- Abbreviation: UAP
- Leader: John Siddons
- Founded: December 1986
- Registered: 21 January 1987
- Dissolved: 25 May 1990
- Split from: Australian Democrats
- Senate: 2 / 76(1987)

= Unite Australia Party =

Former political party

The Unite Australia Party (UAP) was a short-lived Australian political party that existed in the late 1980s.

In December 1986, senator John Siddons, former deputy leader of the Australian Democrats, quit the Democrats to form the UAP, arguing that the party under leader Janine Haines had moved too far to the left on key issues and was no longer representative of small 'l' liberal values.
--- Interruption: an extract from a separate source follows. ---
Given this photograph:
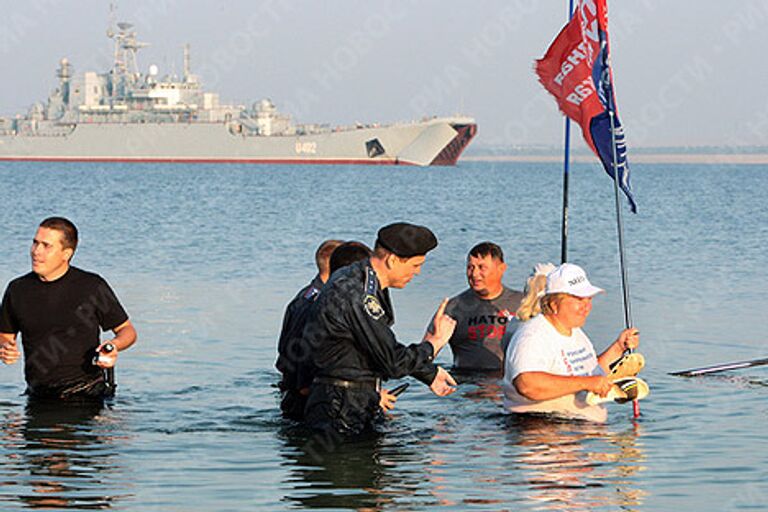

Initially composed of disaffected Democrats, the UAP gained a boost when two other minor parties, the Advance Australia Party and the Australia Party agreed to amalgamate with the UAP, raising its national membership to around 5000. The UAP was registered as a political party on 21 January 1987 with Siddons claiming the party would become the new third force of Australian politics.

Siddons pledged that the UAP would lower taxes, stimulate the economy, protect small shop-owners from unfair competition, abolish compulsory unionism and would be an anti-uranium, pro-environment party. The party received another boost when Senator David Vigor (who had lost a pre-selection battle) also defected from the Democrats to the UAP, giving the UAP two sitting federal parliamentarians.

The party's first electoral test, the by-elections for the New South Wales Legislative Assembly districts of Bankstown and Heathcote in January 1987, provided concern for the party, producing less than 1% of the vote in both cases.

Undaunted, the UAP ran Senate candidates at the 1987 federal election in each of the mainland states as well as several lower house seats. The party performed worse than expected, polling 0.6% in South Australia, 0.5% in Victoria and 0.2% in New South Wales. In the 1988 Adelaide by-election, the UAP candidate polled only 0.4% of the vote.

Party support dwindled after the 1987 election and the UAP was deregistered on 25 May 1990.

Despite the similarity of the names, the Unite Australia Party was not connected to the United Australia Party, which was the forerunner to the Liberal Party of Australia.